I turned 30 years old today.
A milestone such as this makes me reflect upon my life, where I am and where I'm headed. What have I learned thus far? What kind of ideas, habits, things should I leave behind in my twenties?
Last night I went to see the movie "Eat, Pray, Love," based on the book by Elizabeth Gilbert. I've read it twice, as well as the sequel ("Committed"), so not surprisingly I enjoyed the movie as well. But there was a part I had forgotten about in the book, a particularly emotionally intense scene about forgiveness that I found rough to watch.
I tend to be a pretty forgiving person and have heard a lot about the powers of forgiving others. I'll never forget a Joyce Meyers sermon I saw once on forgiveness. She said that we carry those we haven't forgiven around on our backs every day of our lives. Until we learn to forgive them, we walk through life hunched over, lugging around the incredible weight of that resentment. We'll never stand tall and get where we want to go until we release them. I find that to be true and work hard to forgive people who have hurt me.
But an even trickier psychological feat is learning how to forgive ourselves. Some people carry the luggage of their own mistakes around for far too long. You can tell the first time you meet them - shoulders hunched, eyes cast downward...tired faces showing the pain of their struggles.
I don't want to become that person. In fact it's very important to me that I don't become that person, and that is what I've realized on this 30th birthday. I've been through a lot in the past couple of years, but it's time to stop carrying the weight of the two people I haven't forgiven; myself and my ex-husband.
It's time to forgive him - the person I spent nearly ten years of my life with. And it's time to forgive myself for whatever part I may have played that could have contributed to the end of our marriage.
The emotionally wrenching part of Eat, Pray, Love was where a man at an Indian Ashram talks of his struggles to forgive himself for his alcoholic past, as he assists Gilbert (the author) in working to forgive herself. Gilbert sits on the roof of an Indian Ashram, meditating about forgiveness and in the meantime picturing the happy days of her marriage, before her messy divorce. Except she changes the memories. She pictures herself in her wedding dress dancing with her ex-husband, who talks to her kindly about the divorce as if they were friends. And through this she gains forgiveness for herself.
Watching this I realized it's time for me to stop picturing that wedding dance and feeling horrible about it, even when the song plays on the radio. It's time to stop having flashbacks to good memories that hurt; like those ten days stumbling around small towns in Mexico with no plans and broken Spanish...dance parties by ourselves at home late at night.....our off-the trail hikes through thick woods and creeks with the dog, the way we'd make fun of the crazy people they interview on the local news, flying kites on the beach, the awesome halloween costumes we'd come up with every year....etc. etc.
It's time to delete the late night message he left on my phone when he was on vacation, rambling for five minutes about how much he adores me and is so in love with me and is so lucky to be my husband.
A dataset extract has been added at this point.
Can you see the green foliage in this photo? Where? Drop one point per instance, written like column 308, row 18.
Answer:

The message I keep saving because I can't seem to let it go...because it's proof that I wasn't crazy, he was someone else when I married him.
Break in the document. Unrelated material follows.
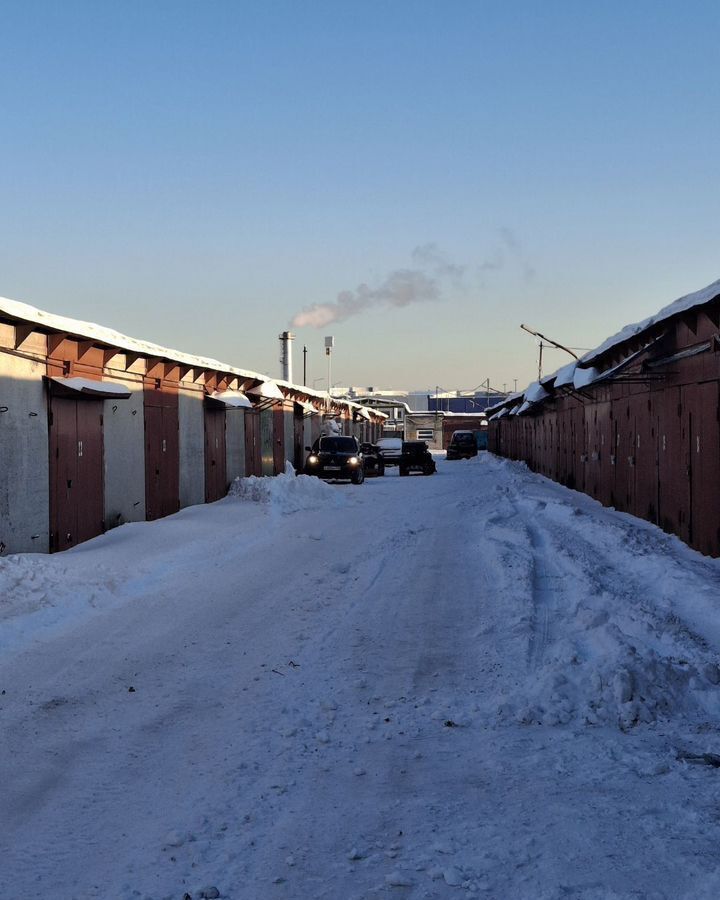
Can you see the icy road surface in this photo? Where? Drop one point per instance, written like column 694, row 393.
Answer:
column 474, row 684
And it's time to stop picturing the bad memories, after he became someone I didn't know, the horrifying things he said to me. The horrifying things he admitted to. It's time for these random memories of the last ten years of my life to stop popping into my subconscious at unexpected, heart-stopping moments like in the middle of a work meeting or at a barbecue with married friends. Memories so harsh and biting they make you want to crawl in a hole and fall to pieces at the same time. The kind of pain that can sour even the best of days.
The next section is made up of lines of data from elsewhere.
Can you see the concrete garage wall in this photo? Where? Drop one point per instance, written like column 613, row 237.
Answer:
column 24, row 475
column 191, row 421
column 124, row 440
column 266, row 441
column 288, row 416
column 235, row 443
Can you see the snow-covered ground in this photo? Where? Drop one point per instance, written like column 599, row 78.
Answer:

It's time to stop kicking myself over and over again for all of it - not to make any of it disappear but embracing it with warmth and letting the pain go. It's time for forgivenesss - the one thing I've been avoiding because it hurts so much just to think of trying to do it. Because I hadn't quite worked through my feelings yet to get there.
But if I need a nudge, it's now, it's here. I know I will do whatever it takes, prayer, changing memories, even crawl to the top of an Ashram in India like Gilbert and meditate there until I've found my forgiveness. But it needs to happen. Because this is a new decade for me and I will not carry him into my 30's. And I'm not going to treat myself with anything but kindness here on out. That I owe to myself.
Today I will ask myself for forgiveness. I will pray for the strength to forgive him. Resentment and guilt are like cancers that grow if we feed them.
Today I vow to stop feeding them, the best birthday gift I can give myself.